I tend to agree with this article on virtually all of its points.

The lack of an emergency fund will hurt when it comes to an issue that can be resolved without furthering your debt obligations. At least $1000 is necessary, but one month’s salary will offer more stability.

Contrary to what the Debt Snowball preaches, I agree with contributing to a 401k with a match. If there is no match, a 401k is much worse than a Roth IRA.
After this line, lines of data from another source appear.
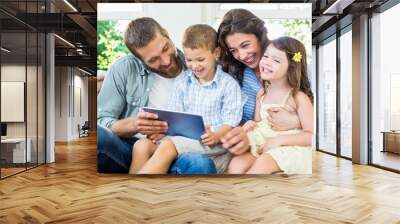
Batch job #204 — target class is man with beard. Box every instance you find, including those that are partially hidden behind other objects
[97,17,216,174]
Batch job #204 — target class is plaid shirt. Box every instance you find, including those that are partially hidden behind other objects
[168,66,243,131]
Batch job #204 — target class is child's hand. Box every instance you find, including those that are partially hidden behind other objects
[201,125,220,147]
[147,134,165,143]
[259,137,282,153]
[243,120,257,131]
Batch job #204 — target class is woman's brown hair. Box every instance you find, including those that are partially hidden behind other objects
[271,37,314,102]
[217,9,270,86]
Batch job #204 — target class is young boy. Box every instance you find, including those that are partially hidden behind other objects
[129,24,242,174]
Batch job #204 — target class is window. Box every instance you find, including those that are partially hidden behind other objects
[340,27,353,158]
[317,37,337,154]
[370,4,400,170]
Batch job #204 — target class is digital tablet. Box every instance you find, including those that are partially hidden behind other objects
[142,107,205,141]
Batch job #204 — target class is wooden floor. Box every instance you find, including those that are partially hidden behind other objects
[0,134,400,224]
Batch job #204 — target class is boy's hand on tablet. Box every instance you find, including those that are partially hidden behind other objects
[201,125,220,146]
[243,120,257,131]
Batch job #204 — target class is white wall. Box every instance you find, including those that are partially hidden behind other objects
[97,3,311,52]
[55,67,88,141]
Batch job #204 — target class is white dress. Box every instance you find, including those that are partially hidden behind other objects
[247,91,312,174]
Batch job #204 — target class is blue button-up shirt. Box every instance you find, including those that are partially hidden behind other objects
[169,66,243,131]
[97,51,186,129]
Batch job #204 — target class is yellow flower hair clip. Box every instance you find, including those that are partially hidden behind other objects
[292,51,303,62]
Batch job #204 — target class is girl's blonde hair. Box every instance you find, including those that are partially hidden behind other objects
[264,37,314,102]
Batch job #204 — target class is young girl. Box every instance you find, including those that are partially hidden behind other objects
[228,37,314,174]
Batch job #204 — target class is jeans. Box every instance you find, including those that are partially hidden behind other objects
[97,125,217,174]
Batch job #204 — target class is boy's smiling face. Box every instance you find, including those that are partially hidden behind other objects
[183,48,218,83]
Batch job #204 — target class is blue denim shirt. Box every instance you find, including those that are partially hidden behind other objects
[97,50,186,129]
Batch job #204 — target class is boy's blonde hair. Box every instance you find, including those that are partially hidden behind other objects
[183,24,217,51]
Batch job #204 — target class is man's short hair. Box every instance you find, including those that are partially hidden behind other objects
[183,24,217,51]
[125,17,169,56]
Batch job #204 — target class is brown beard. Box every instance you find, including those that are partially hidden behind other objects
[145,54,182,78]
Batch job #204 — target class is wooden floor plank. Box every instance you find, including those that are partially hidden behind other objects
[0,137,400,223]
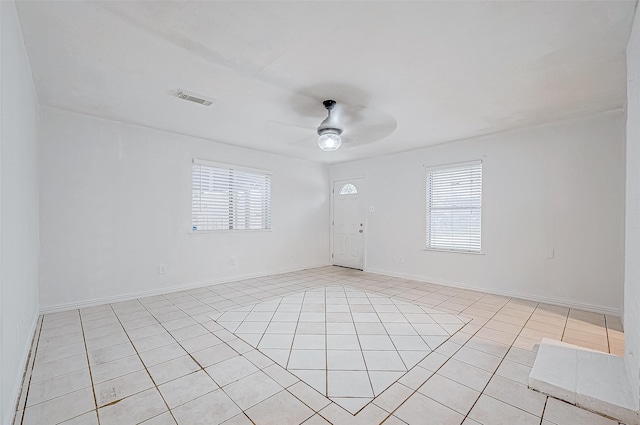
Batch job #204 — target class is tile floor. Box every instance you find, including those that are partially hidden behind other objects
[15,267,624,425]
Plus it makes sense to find the right strategy. Sometimes mixing strategies will work best.

Anonymous says:

“…all you’re doing by paying off debt faster is cutting your losses.” – well said. So very true!

Anonymous says:

I agree that it’s important to keep this is mind. Especially when the idea that paying off debt is like getting and immediate return of whatever the interest rate exists on the debt is so prevalent. People always need to do a simple cost benefit analysis when they are making any financial decisions, but the majority of us don’t know how to even start doing that.

Anonymous says:

Yes, I think both are equally important. It isn’t easy,though.

Anonymous says:

I pondered that question for a long time… so first, I continued making presnowball (min. payments) on my debt, saved up my Emergency Fund to 1K – that happened quick. Then continued to put a smaller portion into my savings while ‘snowballing my debt’. I did cut my investments down, but did not stop.

Meanwhile I found ways to increase my income. If a raise, it went into my retirement account. Thus increasing my savings/investments again. If I sold something or received $ from affiliate blog sales…1/2 of that amount went to pay off my debt.
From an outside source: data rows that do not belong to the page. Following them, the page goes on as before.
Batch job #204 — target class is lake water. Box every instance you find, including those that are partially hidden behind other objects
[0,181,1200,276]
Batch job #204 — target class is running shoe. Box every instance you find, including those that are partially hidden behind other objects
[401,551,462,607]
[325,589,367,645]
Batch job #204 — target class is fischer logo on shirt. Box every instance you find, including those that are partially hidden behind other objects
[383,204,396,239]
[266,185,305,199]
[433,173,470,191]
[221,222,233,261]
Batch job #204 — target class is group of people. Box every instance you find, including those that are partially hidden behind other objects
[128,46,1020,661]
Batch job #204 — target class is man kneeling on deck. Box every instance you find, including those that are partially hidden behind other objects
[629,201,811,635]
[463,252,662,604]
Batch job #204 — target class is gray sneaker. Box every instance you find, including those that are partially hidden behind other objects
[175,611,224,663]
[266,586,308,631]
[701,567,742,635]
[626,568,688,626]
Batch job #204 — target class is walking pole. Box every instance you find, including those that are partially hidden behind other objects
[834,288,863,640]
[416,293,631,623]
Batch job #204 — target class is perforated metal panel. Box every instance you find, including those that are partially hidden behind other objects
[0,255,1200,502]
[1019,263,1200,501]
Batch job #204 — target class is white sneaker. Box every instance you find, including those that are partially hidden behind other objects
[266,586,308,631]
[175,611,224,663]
After I paid off a few bills on my snowball schedule (what worked for me), I actually increased retirement savings again. And increased the cash savings for my EF.

My answer…in the beginning it might do well to cut down or momentarily stop the savings/investing. But only for a short time, less than 3-6 months.. Because you never know what may happen in your life. Be safe.

Have a goal – debt paying schedule, stay focused and disciplined. You’ll find, and may be surprised, to find the positive money flow that comes your way. You’ll have no problem saving/investing/paying off debt all at once.

I know..but some may argue about the debt interest out weighing the savings interest. And that is why you should stop saving/investing while debt repaying. But to me…I want my family to be covered if something happened to me and to know I didn’t miss out on saving for retirement while I was paying off debt (especially since this debt repayment is a multi-year plan).

K…sorry so long. 😉

Anonymous says:

I prefer to concentrate my efforts on one or two goals in order to amplify the savings (or debt reduction). If I had high interest credit card debt I would focus all my energy on paying that off, even at the expense of an emergency fund.

The only savings that I would keep going would be the employer match in my retirement account (as you mentioned). That is free money that you shouldn’t be turning down.

Sometimes we spread ourselves too thin trying to do too much at once ($100 here, $100 there) and I think that psychologically we feel like we’re spinning our wheels and not making any significant gains anywhere.